Nada nunca es suficientemente bueno para el genio-por-descubrir, salvo las fantasías con que se masturba boca abajo sobre la cama. Así, deja la vida en común con su novia Trish para irse («quiero concentrarme más en mi trabajo») a compartir un cuchitril con Charles, un fotógrafo irritantemente culto al que Matt por supuesto odia. Página a página, su existencia se va volviendo más miserable ante sus ojos, pero, al mismo tiempo cada peldaño bajado aporta corrosión y certeza a su discurso.

Harta de que su novio solo la valore cuando algún colega le dice que nunca encontrará a otra tía con esas tragaderas, Trish se larga y rehace su vida con otro tipo. La vida del artista que se encamina hacia la treintena se resume en dibujar menos de lo que debería, quedar con sus dos colegas, los también dibujantes Seth y Chester Brown, y martirizarse, bien con citas que nunca le satisfacen, bien con el cilicio del autodesprecio: no merezco nada, voy a morir solo, etcétera. Oh, pero no todo-todo es autobiográfico, afortunadamente para el personaje. También hay un momento en el que Matt se ve envuelto en un ménage à trois con dos mujeres, liberales y atractivas de un modo amateur. El propio autor se encargó de aclarar, años más tarde en una entrevista con el cantante de la banda Weezer, que la situación «era totalmente ficticia. Nunca ocurrió […] ahora me arrepiento porque es una de las pocas cosas de ficción en mis cómics». Pero no, ni siquiera poniéndole dos libertinas delante al pobre cabrón, este es capaz de consumar la fantasía, y acaba huyendo envuelto en una crisálida de sudor para cascársela a solas en el retrete.

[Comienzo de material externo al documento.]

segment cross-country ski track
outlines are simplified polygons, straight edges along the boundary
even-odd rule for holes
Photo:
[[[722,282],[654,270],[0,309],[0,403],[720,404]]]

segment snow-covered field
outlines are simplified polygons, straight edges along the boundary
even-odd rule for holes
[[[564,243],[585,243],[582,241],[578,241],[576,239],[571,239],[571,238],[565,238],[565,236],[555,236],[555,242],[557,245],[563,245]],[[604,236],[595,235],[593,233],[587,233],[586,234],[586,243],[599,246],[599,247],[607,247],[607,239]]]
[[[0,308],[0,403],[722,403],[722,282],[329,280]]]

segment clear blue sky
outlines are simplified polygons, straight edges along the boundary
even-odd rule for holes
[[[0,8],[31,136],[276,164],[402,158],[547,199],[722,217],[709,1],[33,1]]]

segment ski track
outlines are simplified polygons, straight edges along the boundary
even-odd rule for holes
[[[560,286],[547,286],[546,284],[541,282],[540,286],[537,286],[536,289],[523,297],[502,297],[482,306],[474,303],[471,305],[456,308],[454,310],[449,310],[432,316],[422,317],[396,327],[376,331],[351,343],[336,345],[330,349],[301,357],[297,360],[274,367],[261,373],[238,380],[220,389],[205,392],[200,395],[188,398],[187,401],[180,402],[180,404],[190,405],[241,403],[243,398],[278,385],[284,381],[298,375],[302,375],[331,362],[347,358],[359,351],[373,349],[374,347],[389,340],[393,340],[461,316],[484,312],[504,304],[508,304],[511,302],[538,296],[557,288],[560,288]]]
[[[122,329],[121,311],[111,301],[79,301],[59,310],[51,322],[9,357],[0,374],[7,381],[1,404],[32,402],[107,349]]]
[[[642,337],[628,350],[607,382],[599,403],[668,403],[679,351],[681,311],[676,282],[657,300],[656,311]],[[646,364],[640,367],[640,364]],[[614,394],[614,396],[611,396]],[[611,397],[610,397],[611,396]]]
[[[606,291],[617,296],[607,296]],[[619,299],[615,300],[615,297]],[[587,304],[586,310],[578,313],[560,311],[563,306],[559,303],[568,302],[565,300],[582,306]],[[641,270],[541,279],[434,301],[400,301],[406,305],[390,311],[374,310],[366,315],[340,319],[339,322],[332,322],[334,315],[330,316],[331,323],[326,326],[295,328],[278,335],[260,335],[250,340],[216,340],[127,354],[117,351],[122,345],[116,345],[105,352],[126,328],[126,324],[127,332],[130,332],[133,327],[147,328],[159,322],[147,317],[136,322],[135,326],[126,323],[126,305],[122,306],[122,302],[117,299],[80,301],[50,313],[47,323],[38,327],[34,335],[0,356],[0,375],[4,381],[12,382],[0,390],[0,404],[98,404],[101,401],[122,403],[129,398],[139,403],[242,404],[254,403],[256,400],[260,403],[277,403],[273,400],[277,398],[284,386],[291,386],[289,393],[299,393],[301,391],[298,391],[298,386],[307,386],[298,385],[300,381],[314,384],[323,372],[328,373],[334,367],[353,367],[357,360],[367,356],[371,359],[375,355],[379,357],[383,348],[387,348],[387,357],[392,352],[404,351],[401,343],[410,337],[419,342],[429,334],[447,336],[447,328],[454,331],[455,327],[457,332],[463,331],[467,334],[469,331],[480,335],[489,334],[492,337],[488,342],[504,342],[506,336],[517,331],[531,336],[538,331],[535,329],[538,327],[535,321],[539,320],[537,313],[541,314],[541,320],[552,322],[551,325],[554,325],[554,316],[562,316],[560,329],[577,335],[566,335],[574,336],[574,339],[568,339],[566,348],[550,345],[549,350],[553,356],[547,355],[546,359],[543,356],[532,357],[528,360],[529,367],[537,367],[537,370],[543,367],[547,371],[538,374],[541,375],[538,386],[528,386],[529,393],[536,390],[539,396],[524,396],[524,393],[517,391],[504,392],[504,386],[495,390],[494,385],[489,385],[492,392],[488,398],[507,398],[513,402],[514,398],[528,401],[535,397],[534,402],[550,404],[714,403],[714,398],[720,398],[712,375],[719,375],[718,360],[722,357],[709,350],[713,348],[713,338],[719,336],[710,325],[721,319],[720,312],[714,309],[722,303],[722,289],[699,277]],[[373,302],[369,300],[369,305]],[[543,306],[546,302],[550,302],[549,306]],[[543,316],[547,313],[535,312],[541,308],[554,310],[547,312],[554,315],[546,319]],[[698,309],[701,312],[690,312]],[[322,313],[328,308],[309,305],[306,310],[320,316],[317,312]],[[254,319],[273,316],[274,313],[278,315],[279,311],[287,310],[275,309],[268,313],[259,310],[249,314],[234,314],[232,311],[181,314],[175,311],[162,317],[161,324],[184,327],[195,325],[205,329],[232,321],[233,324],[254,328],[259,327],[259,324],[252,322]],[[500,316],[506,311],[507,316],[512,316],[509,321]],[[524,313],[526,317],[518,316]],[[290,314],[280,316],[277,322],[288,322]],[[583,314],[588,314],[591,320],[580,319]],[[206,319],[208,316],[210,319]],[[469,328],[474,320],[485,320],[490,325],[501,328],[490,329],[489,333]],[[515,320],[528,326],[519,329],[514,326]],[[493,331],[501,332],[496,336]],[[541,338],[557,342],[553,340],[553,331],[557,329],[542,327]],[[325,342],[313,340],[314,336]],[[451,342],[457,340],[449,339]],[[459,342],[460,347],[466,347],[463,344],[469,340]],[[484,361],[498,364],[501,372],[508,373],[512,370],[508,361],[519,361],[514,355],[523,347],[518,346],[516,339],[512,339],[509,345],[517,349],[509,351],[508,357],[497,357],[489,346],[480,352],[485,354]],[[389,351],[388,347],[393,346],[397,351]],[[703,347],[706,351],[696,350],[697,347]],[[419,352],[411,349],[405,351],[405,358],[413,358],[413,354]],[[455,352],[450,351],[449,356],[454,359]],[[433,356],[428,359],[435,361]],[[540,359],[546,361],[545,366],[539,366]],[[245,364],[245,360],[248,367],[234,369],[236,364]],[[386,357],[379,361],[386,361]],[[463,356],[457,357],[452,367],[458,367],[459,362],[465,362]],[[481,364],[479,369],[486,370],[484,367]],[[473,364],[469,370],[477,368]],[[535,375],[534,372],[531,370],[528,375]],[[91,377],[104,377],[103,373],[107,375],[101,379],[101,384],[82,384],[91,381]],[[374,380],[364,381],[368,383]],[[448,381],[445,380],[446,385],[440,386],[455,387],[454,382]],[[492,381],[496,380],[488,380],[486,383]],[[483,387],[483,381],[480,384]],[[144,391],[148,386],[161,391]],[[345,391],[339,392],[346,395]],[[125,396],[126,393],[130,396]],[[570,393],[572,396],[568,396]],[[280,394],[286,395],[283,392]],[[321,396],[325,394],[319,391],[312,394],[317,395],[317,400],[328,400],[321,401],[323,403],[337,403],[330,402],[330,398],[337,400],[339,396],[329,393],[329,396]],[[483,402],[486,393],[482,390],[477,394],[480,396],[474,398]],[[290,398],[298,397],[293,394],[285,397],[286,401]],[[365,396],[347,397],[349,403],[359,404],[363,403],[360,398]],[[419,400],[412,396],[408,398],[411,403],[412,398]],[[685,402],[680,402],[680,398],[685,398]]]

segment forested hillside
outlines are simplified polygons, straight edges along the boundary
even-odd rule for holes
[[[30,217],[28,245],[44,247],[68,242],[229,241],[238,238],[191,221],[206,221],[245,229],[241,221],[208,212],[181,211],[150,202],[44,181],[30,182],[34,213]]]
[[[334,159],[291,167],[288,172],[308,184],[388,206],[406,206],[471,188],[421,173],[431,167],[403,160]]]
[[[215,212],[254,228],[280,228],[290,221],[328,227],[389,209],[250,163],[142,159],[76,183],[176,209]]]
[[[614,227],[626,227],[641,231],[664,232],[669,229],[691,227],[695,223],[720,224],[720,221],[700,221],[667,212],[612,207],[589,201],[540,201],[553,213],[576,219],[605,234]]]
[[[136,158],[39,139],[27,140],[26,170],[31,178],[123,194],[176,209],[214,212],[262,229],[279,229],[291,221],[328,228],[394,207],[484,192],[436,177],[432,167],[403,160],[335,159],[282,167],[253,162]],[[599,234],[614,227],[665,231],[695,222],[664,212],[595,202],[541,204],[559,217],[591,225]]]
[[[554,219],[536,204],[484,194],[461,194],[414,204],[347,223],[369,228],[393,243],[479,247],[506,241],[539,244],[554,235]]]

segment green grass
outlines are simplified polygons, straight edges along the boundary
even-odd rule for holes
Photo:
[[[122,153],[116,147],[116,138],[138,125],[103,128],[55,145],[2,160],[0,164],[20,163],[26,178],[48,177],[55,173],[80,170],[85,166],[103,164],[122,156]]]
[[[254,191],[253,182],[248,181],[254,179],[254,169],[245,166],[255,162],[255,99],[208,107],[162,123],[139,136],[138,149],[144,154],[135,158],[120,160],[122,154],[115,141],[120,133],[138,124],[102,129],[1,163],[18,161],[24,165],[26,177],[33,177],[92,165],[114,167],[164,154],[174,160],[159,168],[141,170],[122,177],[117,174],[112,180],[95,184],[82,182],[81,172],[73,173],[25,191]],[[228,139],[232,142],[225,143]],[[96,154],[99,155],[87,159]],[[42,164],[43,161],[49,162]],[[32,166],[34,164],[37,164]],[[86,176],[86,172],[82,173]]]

Que es, probablemente, lo que haría cualquiera en su situación. Sí, tú también.

Porque este es, en realidad, el indigerible poso que deja esta historia, ¿quiénes somos nosotros para juzgar a este desdichado imbécil? ¿Has asistido alguna vez a un recital amateur de poesía, en el que siempre aparece alguien con aspecto de trabajar recogiendo lecturas del gas para subir a la tarima y declamar un poema —y perdón por la palabra— bukowskiano? Al que el resto aplaude, porque aunque les suene inverosímil (¿Sentir en el lóbulo el jadeo de tu ardiente jefa ejecutiva sobre un lecho de folios de fotocopiadora amarilleados por la destemplanza? ¿Tú?) les suena familiar y hay que tener un poco de tacto para con el organizador del evento, acaso el peor poetastro de todos, suma de clichés irreconciliables, alipori al que la parodia no alcanza, ojos de mayonesa amarillenta y resquebrajada pero eh, que se ha pegado toda la semana poniendo carteles por el barrio y no cuesta nada ser amable y, además, él es una buena persona. Y los aplausos continúan para recibir a una joven gordita con una camiseta azul cielo que lleva impresa una cita de Wislawa Szymborska.

Joder, al menos Joe Matt tuvo la decencia de verse desde fuera.